The name of the garden is “Charity Patch.” Seven years ago, my wife and I set out to create an initiative we could get behind that would allow us to give back to the community. Long story short, we started a non-profit called Charity Patch. It’s there we plant, nurture and harvest vegetables that are donated to the local food pantry giving their patrons much needed access to fresh produce.
After a couple of years I asked myself “how can I make this experience even better?” The answer was clear, by mentoring some of the young men I work with!
Calling all Volunteers!
Soon I began recruiting pre and post teen age boys that come through my program, The Quest Project. They are there for a myriad of reasons, absent father, anger, addiction, divorce, socialization, failing grades etc., basically they are struggling.

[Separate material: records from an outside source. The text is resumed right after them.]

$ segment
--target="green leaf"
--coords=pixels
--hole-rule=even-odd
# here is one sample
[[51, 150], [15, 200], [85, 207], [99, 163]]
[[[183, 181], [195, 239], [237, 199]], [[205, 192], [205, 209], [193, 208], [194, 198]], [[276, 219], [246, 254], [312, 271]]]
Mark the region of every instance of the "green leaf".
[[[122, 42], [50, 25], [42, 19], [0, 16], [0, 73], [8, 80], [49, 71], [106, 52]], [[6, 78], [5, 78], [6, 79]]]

Every year a group of 8-12 young men from the program volunteer to garden Charity Patch! They show up every Saturday, I mentor each one of them (with some assistance from my wife) on how to till the land, weed, tie up plants, and wield a garden hoe. Most importantly I am present and listening and teaching important values like:
- personal satisfaction of what a hard day’s work feels like.

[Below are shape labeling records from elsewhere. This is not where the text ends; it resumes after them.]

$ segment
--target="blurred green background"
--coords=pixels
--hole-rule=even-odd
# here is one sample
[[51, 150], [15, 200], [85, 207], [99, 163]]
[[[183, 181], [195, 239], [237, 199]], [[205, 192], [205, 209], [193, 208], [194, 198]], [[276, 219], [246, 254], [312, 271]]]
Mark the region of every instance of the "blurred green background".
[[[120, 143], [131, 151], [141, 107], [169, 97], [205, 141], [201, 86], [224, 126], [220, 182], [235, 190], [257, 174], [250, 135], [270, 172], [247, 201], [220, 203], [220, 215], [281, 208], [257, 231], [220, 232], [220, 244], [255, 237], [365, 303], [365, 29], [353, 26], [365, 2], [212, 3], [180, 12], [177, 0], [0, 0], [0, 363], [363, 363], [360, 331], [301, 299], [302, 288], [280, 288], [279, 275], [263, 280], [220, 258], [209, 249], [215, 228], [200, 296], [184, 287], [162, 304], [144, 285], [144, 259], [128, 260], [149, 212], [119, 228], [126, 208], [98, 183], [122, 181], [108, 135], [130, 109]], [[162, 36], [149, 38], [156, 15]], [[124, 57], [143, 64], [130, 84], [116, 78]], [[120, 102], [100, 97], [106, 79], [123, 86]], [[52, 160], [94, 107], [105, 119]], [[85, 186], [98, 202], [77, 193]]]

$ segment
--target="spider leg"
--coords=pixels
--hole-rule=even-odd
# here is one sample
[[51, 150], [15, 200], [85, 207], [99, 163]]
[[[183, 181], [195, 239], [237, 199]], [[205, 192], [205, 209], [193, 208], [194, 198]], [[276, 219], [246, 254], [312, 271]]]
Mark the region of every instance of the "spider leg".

Some of these young men haven’t considered what they would do if they had to grow food in order to eat. Most don’t realize that food pantries rely on donations to feed the less fortunate; and are limited to shelf stable canned and boxed foods.
When we make a delivery of fresh nutritious baskets of veggies the families are excited and appreciative!
Mentoring and Teaching
Seven years ago, my wife and I didn’t have the space for a garden when we “imagined” Charity Patch; in fact we asked the owner of an empty lot if we could use his land to garden! I did not let the fact that my yard wasn’t big enough stop me, or create an obstacle, I used some imagination and determination and it paid off. I knew the reward would be huge!
Watching these young men parade down the steps of the pantry with baskets full of fresh vegetables fills me with pride and joy! The smiles on their faces knowing “they did the work” is priceless.
Boys are gaming and glued to phones and internet; EXCEPT when they’re working in a garden!
I challenge anyone reading this to think about becoming a mentor and an agent for change. Start a garden and donate some or all the produce to a local food pantry, or a project designed to help someone; a neighbor, family member or someone in need. When we teach valuable lessons of volunteerism and empathy along with being present (in the “here & now”)…we can all be proud!